Die Rollen, Bälle und Doppelbälle aus Kunststoff, Korn oder Holz werden von verschiedenen Herstellern angeboten. Für die Anwendung gilt: keine Massage über Knochen, Narben und Verletzungen. Gerollt wird immer herzwärts, so dass kein Druck auf das Lymphsystem entsteht und keine Flüssigkeit in den Extremitäten gestaut wird.

Menschen mit Krampfadern oder einer Tendenz dazu rät van Duijn zur Vorsicht: «Krampfadern sind ein Zeichen, dass die Venen schon vorbelastet sind. Wenn mittels der Faszienrolle der Druck in die falsche Richtung auf die Venen gegeben wird, kann dies aus meiner Sicht die Venen zusätzlich belasten – zumal es auch noch wenige wissenschaftliche Studien dazu gibt.»

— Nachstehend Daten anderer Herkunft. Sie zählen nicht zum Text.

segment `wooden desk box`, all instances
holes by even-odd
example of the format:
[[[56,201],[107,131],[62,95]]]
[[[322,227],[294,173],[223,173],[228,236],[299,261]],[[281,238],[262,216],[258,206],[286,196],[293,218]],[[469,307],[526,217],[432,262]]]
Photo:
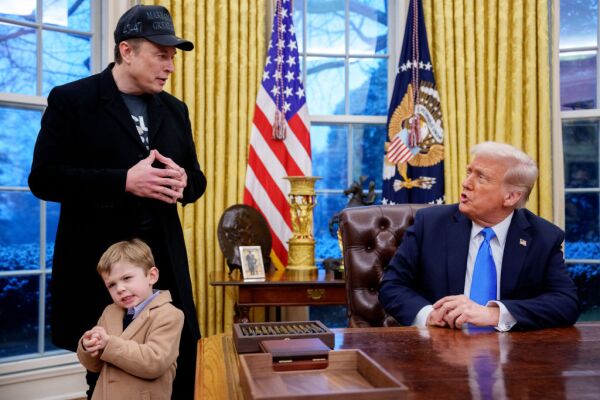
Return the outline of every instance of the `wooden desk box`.
[[[361,350],[329,352],[325,369],[273,370],[271,354],[240,355],[246,399],[401,399],[406,387]]]
[[[335,336],[321,321],[286,321],[233,324],[233,342],[238,353],[258,353],[260,342],[277,339],[321,339],[329,348]]]

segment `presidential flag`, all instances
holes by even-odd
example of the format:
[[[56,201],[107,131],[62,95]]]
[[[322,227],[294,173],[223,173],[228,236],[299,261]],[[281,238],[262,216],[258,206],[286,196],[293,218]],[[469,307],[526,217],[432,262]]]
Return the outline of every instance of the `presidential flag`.
[[[287,265],[292,237],[289,182],[286,176],[312,173],[310,121],[290,0],[277,0],[262,83],[258,89],[244,203],[258,209],[269,223],[271,260]]]
[[[410,0],[387,135],[382,203],[443,203],[442,109],[421,0]]]

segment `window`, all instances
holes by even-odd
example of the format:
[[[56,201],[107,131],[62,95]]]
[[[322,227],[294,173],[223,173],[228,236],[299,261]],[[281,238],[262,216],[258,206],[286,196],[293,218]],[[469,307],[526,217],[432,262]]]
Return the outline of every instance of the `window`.
[[[364,177],[381,188],[387,105],[394,81],[386,0],[296,0],[294,25],[311,118],[317,262],[340,258],[330,221],[348,202],[344,189]],[[394,8],[391,8],[394,7]],[[400,18],[397,19],[400,21]],[[390,86],[390,83],[391,85]],[[380,193],[379,193],[380,195]],[[334,226],[337,229],[337,226]]]
[[[311,119],[317,181],[314,236],[317,264],[340,259],[334,216],[348,203],[344,190],[374,182],[381,196],[383,148],[400,25],[396,1],[296,0],[294,26]],[[393,21],[393,23],[391,22]],[[361,178],[363,177],[363,178]],[[315,307],[311,319],[347,326],[343,307]]]
[[[36,199],[27,177],[45,96],[93,72],[98,6],[96,0],[0,3],[0,362],[57,350],[48,283],[59,205]]]
[[[560,107],[565,257],[583,307],[600,319],[600,107],[598,1],[560,1]]]

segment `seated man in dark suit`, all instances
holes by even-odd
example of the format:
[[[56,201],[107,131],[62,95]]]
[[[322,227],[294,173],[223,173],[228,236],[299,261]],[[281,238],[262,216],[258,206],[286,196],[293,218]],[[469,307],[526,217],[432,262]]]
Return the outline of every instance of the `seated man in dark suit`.
[[[580,309],[564,232],[522,208],[537,179],[534,161],[494,142],[471,154],[460,203],[416,214],[385,270],[381,304],[402,325],[572,325]]]

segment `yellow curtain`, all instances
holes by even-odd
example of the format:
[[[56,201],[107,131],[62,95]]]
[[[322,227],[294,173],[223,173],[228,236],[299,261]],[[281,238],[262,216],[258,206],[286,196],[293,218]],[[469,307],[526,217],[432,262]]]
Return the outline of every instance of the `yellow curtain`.
[[[540,177],[527,208],[552,220],[548,0],[423,0],[444,118],[446,201],[458,201],[469,150],[521,148]]]
[[[198,160],[208,186],[179,208],[202,336],[230,331],[237,291],[215,288],[209,275],[227,271],[217,242],[223,211],[243,198],[252,115],[265,60],[265,0],[146,0],[166,7],[178,36],[194,50],[178,51],[165,88],[190,111]]]

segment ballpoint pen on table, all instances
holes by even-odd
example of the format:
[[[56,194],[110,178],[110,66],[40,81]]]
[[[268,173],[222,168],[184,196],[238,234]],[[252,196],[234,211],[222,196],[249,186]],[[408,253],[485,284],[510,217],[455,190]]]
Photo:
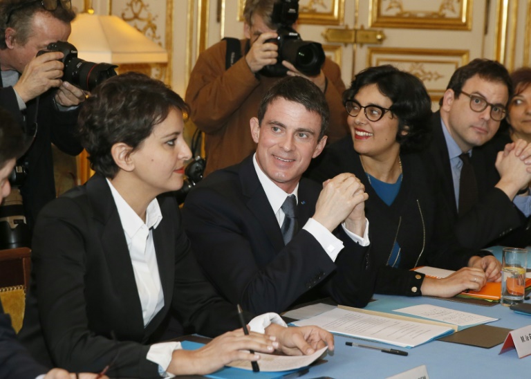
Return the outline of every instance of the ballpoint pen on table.
[[[247,330],[247,323],[245,322],[245,320],[243,320],[243,311],[241,310],[240,304],[238,304],[236,306],[238,308],[238,317],[240,317],[240,322],[241,323],[241,327],[243,328],[243,333],[245,333],[245,335],[248,335],[249,334],[249,331]],[[251,354],[254,353],[254,351],[252,350],[250,350],[249,351]],[[257,362],[254,360],[251,361],[251,366],[252,366],[252,371],[254,372],[260,371],[260,367],[258,367]]]
[[[382,353],[388,353],[389,354],[395,354],[397,355],[407,355],[407,351],[402,351],[402,350],[396,350],[395,349],[386,349],[385,347],[379,347],[378,346],[364,345],[362,344],[356,344],[355,342],[345,342],[347,346],[355,346],[357,347],[364,347],[365,349],[374,349],[375,350],[380,350]]]

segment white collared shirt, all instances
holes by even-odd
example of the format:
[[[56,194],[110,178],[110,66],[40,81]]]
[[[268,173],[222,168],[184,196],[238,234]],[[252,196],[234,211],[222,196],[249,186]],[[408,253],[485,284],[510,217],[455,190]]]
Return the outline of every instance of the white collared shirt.
[[[257,172],[258,180],[260,181],[260,184],[261,184],[262,188],[263,188],[263,190],[266,192],[266,196],[271,205],[273,212],[274,212],[274,215],[279,222],[279,225],[281,226],[286,215],[281,207],[286,200],[286,196],[291,194],[295,195],[297,203],[299,203],[299,183],[297,184],[293,192],[287,194],[273,183],[273,181],[262,171],[262,169],[260,168],[260,166],[259,166],[258,162],[257,161],[256,153],[252,157],[252,163],[254,165],[254,170]],[[363,237],[355,234],[347,230],[344,226],[344,223],[342,223],[342,227],[353,241],[357,242],[362,246],[369,246],[370,243],[369,240],[369,221],[366,219],[365,219],[365,232]],[[344,247],[343,242],[333,234],[324,226],[321,225],[321,223],[313,219],[308,219],[308,221],[302,228],[312,234],[315,239],[317,240],[317,242],[319,242],[321,246],[322,246],[324,251],[328,257],[330,257],[330,259],[332,259],[333,261],[335,261],[337,255]]]
[[[153,230],[162,221],[162,214],[158,201],[154,198],[147,206],[145,223],[109,179],[107,183],[118,210],[127,248],[129,249],[145,327],[164,306],[164,293],[153,241]]]
[[[153,241],[153,230],[160,223],[162,214],[158,201],[154,198],[147,206],[145,223],[109,179],[107,183],[118,210],[129,250],[145,327],[164,306],[164,293]],[[249,326],[251,331],[263,333],[265,329],[272,323],[287,326],[277,313],[264,313],[257,316],[249,322]],[[182,348],[180,342],[153,344],[149,347],[146,358],[159,365],[159,373],[162,377],[173,377],[166,370],[171,362],[174,351]]]

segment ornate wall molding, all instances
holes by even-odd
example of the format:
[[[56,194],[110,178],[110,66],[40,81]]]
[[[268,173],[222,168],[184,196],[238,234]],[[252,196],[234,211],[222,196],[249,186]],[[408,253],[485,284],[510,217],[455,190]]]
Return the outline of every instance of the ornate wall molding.
[[[369,26],[419,29],[472,29],[472,0],[371,0]]]
[[[121,17],[168,53],[167,64],[122,64],[119,67],[120,72],[139,71],[167,84],[171,83],[174,1],[166,0],[165,3],[165,7],[161,7],[147,0],[109,0],[111,14]]]
[[[468,61],[465,50],[369,48],[367,56],[368,66],[392,64],[422,80],[434,102],[444,94],[454,71]]]
[[[342,46],[337,45],[323,45],[324,54],[331,60],[337,64],[341,67],[343,59]]]

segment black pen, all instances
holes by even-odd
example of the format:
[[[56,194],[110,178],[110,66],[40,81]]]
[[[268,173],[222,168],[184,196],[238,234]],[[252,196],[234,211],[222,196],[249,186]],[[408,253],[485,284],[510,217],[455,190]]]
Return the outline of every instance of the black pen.
[[[380,350],[382,353],[388,353],[389,354],[395,354],[396,355],[407,356],[407,351],[402,351],[402,350],[396,350],[395,349],[386,349],[384,347],[378,347],[377,346],[364,345],[362,344],[355,344],[354,342],[345,342],[346,346],[355,346],[357,347],[364,347],[365,349],[375,349]]]
[[[247,330],[247,323],[245,322],[245,320],[243,320],[243,311],[241,310],[241,307],[240,306],[240,304],[238,304],[236,307],[238,308],[238,317],[240,317],[240,322],[241,323],[241,327],[243,328],[243,333],[245,333],[245,335],[249,335],[249,331]],[[249,352],[251,354],[254,353],[254,351],[252,350],[249,350]],[[260,371],[260,367],[258,367],[258,362],[256,362],[254,360],[251,361],[251,366],[252,366],[252,371],[254,372]]]

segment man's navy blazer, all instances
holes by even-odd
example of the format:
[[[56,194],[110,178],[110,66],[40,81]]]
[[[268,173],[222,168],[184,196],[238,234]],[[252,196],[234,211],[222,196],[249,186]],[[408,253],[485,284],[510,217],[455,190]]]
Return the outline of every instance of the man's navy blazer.
[[[313,216],[321,189],[301,179],[299,228]],[[366,271],[368,248],[353,241],[341,227],[334,232],[345,248],[335,263],[305,230],[284,246],[252,156],[201,181],[188,194],[183,216],[207,277],[230,302],[252,312],[281,312],[294,303],[327,296],[364,306],[373,294],[375,278],[362,288],[351,280],[352,272]]]
[[[17,340],[11,317],[3,313],[0,302],[0,378],[33,378],[46,371]]]
[[[494,163],[495,154],[483,147],[472,149],[471,161],[478,183],[477,203],[467,214],[458,216],[450,158],[441,126],[440,113],[431,119],[432,140],[425,150],[427,172],[431,173],[436,187],[440,188],[456,223],[456,234],[462,246],[481,249],[492,246],[494,240],[519,228],[523,214],[511,200],[494,185],[500,179]]]

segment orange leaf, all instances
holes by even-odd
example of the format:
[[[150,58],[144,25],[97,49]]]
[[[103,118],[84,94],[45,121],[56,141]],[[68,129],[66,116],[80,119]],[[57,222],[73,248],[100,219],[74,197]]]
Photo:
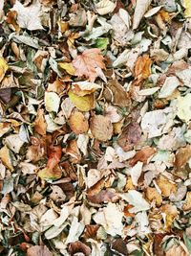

Drei Übungen fürs Faszientraining zu Hause

Hände, Finger und Handgelenke

Wer viel auf der Computertastatur schreibt oder regelmässig Kleinkinder trägt, der tut seinen Händen mit einer Faszienmassage etwas Gutes. Dafür gibt es eine extrakleine Faszienrolle für die Hände, aber auch ein Tennisball reicht für die Massage aus.

Die Handfläche mit der Innenseite über den Tennisball oder die Minirolle legen, sanft Druck geben und den Ball in alle Ecken der Hände bewegen, auch an die Aussenkante entlang des kleinen Fingers. Bei der Massage sollte man auch die Handgelenke unten und oben nicht vergessen.


Nacken und Rücken

Im Nacken und Rücken sitzt durch regelmässige Fehlhaltung und Fehlbelastung besonders viel Verspannung. Die Übung kann im Liegen oder stehend an einer Wand gemacht werden.

Zwei Faszienbälle oder Tennisbälle am Nacken links und rechts der Wirbelsäule platzieren und durch sanfte Bewegungen die Bälle dorthin bewegen, wo es guttut. Vom Nacken bis zum unteren Rücken der Wirbelsäule entlangrollen, darauf achten, dass die Bälle eng bei der Wirbelsäule und immer etwa gleich hoch platziert sind.


Oberschenkel und Waden

Um die Faszien auf Oberschenkel und Waden zu massieren, legt man sich in Bauchlage auf eine weiche Matte und bringt sich hoch in eine Unterarm-Stützposition (auch Unterarm-Plank genannt). So kann die Faszienrolle gut unter den Oberschenkeln hin- und hergerollt werden.

In der seitlichen Plank, mit der Hüfte auf dem Boden, geht man die seitlichen Faszien an. Mit Po auf dem Boden und gestreckten Beinen lassen sich die Waden massieren. Wichtig: Die Rolle nie über die Knie und Schienbeine rollen.